Ma question porte aussi sur la gratuité et le remboursement des masques, et je regrette que vous n’ayez pas répondu à celle de collègue Elsa Faucillon.
Nous allons discuter des masques jusqu’à la fin de l’après-midi. Je rappelle pour ma part que, dans un rapport parlementaire de 2005, des experts prédisaient déjà que des pandémies ne manqueraient pas de survenir, et de plus en plus souvent.

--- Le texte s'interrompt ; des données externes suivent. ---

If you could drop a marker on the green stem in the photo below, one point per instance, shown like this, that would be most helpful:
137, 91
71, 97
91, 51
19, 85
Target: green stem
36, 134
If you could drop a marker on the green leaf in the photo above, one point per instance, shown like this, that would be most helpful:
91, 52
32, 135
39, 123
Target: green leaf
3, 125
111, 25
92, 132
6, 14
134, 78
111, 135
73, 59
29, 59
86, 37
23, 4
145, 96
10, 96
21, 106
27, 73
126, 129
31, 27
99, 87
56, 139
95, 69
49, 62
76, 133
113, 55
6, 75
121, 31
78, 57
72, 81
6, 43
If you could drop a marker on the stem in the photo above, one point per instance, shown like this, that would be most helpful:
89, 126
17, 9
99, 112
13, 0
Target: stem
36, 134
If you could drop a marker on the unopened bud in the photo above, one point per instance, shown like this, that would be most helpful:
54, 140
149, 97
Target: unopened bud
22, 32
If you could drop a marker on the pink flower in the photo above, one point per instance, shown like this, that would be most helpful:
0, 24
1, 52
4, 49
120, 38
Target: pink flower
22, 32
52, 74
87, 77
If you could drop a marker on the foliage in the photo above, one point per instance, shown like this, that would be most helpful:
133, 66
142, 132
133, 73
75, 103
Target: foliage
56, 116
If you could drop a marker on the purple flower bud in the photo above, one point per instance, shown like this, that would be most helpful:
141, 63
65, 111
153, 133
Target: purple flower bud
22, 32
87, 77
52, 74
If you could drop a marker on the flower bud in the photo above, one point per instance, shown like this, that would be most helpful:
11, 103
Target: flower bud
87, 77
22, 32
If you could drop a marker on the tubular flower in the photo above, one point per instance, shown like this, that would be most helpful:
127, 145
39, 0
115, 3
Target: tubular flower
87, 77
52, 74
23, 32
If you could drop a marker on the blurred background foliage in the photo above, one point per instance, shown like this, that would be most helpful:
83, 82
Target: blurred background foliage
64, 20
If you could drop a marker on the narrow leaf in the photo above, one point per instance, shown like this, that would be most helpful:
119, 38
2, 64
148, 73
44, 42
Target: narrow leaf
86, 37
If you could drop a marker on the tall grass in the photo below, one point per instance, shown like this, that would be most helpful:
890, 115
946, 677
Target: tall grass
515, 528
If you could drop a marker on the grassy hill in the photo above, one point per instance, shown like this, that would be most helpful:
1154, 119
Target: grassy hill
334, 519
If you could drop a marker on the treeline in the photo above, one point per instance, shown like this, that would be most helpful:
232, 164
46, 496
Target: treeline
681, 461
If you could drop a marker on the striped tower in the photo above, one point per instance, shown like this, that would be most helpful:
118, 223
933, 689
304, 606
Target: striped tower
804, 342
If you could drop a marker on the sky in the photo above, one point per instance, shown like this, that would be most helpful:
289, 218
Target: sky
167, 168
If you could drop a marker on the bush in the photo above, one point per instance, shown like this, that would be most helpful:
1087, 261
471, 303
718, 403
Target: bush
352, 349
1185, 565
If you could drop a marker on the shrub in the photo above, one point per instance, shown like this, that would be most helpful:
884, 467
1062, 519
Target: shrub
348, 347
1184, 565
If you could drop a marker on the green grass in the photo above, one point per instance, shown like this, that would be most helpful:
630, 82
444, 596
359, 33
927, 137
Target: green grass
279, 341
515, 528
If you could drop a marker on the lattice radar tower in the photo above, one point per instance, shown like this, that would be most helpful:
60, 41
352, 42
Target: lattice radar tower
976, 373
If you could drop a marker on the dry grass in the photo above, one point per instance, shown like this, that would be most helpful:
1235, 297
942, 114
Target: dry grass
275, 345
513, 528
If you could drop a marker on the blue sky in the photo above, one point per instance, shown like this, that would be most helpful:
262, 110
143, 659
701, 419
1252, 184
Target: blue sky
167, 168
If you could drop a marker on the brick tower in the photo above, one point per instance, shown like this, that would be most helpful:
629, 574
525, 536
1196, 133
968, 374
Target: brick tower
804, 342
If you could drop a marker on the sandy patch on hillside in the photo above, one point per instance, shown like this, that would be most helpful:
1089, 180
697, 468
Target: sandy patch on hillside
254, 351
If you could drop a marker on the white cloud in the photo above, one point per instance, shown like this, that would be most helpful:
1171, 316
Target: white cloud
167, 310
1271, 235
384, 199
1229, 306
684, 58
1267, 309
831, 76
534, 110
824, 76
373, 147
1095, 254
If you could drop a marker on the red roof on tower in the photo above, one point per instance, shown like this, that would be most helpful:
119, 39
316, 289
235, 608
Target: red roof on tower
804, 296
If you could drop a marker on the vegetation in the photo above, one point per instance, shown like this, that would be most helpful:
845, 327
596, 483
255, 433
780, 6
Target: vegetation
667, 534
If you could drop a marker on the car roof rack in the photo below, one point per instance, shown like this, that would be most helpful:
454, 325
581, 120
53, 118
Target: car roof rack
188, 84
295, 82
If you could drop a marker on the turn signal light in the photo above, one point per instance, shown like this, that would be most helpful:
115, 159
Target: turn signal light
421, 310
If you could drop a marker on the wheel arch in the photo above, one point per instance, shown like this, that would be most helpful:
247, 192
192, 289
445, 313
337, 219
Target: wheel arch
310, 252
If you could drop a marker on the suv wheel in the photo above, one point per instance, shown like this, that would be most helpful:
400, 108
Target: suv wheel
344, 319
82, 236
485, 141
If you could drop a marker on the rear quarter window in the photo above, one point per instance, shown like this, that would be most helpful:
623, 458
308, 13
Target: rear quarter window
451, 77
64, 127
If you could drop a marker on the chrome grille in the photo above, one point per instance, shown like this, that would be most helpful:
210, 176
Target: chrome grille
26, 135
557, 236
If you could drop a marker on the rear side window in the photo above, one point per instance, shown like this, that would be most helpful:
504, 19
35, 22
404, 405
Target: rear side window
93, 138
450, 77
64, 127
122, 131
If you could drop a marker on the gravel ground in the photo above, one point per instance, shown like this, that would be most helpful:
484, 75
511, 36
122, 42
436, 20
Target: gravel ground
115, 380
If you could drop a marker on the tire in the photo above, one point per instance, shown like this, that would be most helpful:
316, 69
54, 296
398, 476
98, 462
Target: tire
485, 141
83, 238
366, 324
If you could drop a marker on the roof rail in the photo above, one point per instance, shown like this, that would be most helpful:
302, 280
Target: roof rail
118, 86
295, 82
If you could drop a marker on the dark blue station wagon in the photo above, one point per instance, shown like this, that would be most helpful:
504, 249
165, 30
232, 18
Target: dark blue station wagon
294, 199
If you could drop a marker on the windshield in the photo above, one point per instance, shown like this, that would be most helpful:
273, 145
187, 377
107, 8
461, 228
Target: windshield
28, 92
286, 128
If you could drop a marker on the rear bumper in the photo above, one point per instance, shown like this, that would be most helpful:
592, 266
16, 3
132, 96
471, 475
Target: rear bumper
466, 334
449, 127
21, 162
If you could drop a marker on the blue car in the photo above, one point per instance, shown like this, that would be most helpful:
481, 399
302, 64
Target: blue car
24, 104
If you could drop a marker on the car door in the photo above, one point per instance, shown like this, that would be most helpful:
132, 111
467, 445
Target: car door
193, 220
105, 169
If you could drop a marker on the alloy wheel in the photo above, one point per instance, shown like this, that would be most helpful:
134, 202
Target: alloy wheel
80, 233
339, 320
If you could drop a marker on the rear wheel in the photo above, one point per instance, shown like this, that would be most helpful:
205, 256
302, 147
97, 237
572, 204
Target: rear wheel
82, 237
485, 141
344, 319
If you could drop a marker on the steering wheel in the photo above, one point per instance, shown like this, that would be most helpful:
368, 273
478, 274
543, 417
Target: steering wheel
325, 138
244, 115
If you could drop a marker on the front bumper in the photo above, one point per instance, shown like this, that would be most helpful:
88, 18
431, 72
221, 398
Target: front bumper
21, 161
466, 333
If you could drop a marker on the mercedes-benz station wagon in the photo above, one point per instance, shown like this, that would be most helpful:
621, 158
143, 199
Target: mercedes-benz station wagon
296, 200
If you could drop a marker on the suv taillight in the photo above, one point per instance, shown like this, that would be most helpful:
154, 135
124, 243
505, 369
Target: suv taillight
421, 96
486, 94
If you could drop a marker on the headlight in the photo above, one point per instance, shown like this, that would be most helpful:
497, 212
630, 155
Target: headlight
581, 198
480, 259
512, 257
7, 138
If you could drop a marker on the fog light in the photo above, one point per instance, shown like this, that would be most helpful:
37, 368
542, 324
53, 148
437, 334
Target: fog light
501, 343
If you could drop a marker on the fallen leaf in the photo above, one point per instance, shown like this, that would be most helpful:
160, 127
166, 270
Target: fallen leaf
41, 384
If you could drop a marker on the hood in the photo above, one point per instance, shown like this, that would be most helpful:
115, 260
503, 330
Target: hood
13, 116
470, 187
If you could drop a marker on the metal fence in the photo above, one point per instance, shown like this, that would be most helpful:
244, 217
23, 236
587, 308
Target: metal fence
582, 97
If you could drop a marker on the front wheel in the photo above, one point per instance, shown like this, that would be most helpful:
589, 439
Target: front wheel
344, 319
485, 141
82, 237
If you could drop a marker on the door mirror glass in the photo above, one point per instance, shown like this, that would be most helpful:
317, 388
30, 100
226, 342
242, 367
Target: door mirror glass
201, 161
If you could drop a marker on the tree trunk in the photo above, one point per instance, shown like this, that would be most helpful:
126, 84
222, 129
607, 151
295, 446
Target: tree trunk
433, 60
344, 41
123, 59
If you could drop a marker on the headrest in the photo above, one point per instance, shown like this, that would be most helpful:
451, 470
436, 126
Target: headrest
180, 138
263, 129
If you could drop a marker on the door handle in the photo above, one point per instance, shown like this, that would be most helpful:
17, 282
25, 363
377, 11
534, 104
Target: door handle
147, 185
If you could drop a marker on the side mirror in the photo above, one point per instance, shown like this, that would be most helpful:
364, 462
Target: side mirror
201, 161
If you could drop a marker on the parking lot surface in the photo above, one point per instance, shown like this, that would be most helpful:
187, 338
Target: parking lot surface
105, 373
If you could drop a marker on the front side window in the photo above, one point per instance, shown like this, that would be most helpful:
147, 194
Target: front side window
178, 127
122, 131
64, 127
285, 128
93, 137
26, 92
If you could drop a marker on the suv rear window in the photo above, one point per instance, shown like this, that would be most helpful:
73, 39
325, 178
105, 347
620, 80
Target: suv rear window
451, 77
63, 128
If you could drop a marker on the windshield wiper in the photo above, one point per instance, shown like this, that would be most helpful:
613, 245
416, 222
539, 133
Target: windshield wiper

Dès lors, ils estimaient que le port du masque, bien que coûteux, serait un outil de protection efficace pour la population, en précisant : « La mise à disposition de masques en nombre suffisant aurait certainement un coût très élevé mais, en même temps, aiderait à limiter la paralysie du pays. »
Je sais bien qu’à l’époque de ce rapport, ni vous, monsieur le ministre, ni moi n’étions chargés de ce dossier, et que de nombreux ministres de la santé se sont succédé depuis lors. Malheureusement, le problème des masques et de leur production reste d’actualité.
Sans faire de procès d’intention mais en me plaçant sur un terrain politique, je note que ce problème de masques est une réalité et qu’il faut en être conscient, surtout lorsque le Président de la République dit que « le jour d’après […] ne sera pas un retour au jour d’avant ». Vous répondez que vous essayez de faire au mieux ; nous demandons encore mieux que ce mieux. Au cas où la pandémie durerait – il faudrait alors vivre avec – et où il manquerait de nouveau des masques, il est important que nous puissions savoir si des dispositions seront prises en matière de stockage, et lesquelles, et que vous nous apportiez des précisions concernant la production. La question de la gratuité des masques est également importante car c’est un problème de santé publique. J’en profite d’ailleurs pour signaler qu’elle fera l’objet d’une proposition du groupe communiste.
Mme la présidente. La parole est à M. le ministre.
M. Olivier Véran, ministre. Concernant l’accès aux masques, comme l’a dit Mme Pannier-Runacher, 5 millions d’entre eux sont distribués au public précaire par le biais des CCAS et 100 millions de masques sont déstockés et distribués gratuitement chaque semaine à l’ensemble des soignants, à partir du stock d’État provenant des 3 milliards d’exemplaires commandés en Chine.
Une réflexion est menée et se trouve à un stade avancé, concernant la prise en charge par l’assurance maladie de masques de protection destinés à certains publics, notamment les bénéficiaires de la CMU – la couverture maladie universelle – ou de l’ASS – l’allocation spécifique de solidarité –, afin de renforcer encore le niveau de protection.
Vous m’avez également interrogé sur la doctrine en matière de gestion future des masques et des stocks. Nous allons revoir tout ça. Comme vous pouvez l’imaginer, nous n’allons pas repartir comme avant en prétendant que le problème est derrière nous. Croyez-moi : la première décision que nous prendrons après la crise sera de nous préparer à l’éventualité d’une nouvelle crise.
Il y aura un stock d’État. Cette fois, on ne trouvera personne pour critiquer le ministre qui décidera de conserver un stock d’État massif de masques. Je rappelle simplement que la première ministre à avoir pris une telle décision a été moquée très fortement, pendant des semaines et même des mois.
Il s’agit de Roselyne Bachelot, à qui je rends d’ailleurs hommage car elle a été la première à dire qu’il fallait constituer un stock de masques important alors qu’on entendait dire, dans les médias, que c’était une dépense inutile, une gabegie.
Avec un peu de recul, ces faits doivent inciter à la modestie et peut-être à éviter, madame Faucillon, d’asséner certains propos dans un débat parlementaire. L’histoire jugera.
Concernant la doctrine du port du masque par la population générale, on peut refaire l’histoire cent fois – c’est d’ailleurs ce qui va arriver – mais, au moment où je vous parle, dans certains pays européens, le port du masque n’est pas recommandé par la population générale, voire pas recommandé du tout. Des études sont actuellement menées pour savoir si, oui ou non, c’est un outil efficace. L’OMS – l’Organisation mondiale de la santé – se montre prudente en indiquant que, si vous vous croyez en sécurité avec le masque et que cela vous incite à ne plus appliquer les gestes barrières, cela risque d’être pire que tout. Nous disposerons d’éléments scientifiques.
Nous avons pris les devants pour ne pas être pris en défaut si le port du masque par la population générale s’avérait vraiment utile face à l’épidémie coronavirus. Nous aurons l’occasion d’en reparler. D’ici là, prudence : l’histoire a donné bien des leçons, notamment aux donneurs de leçons.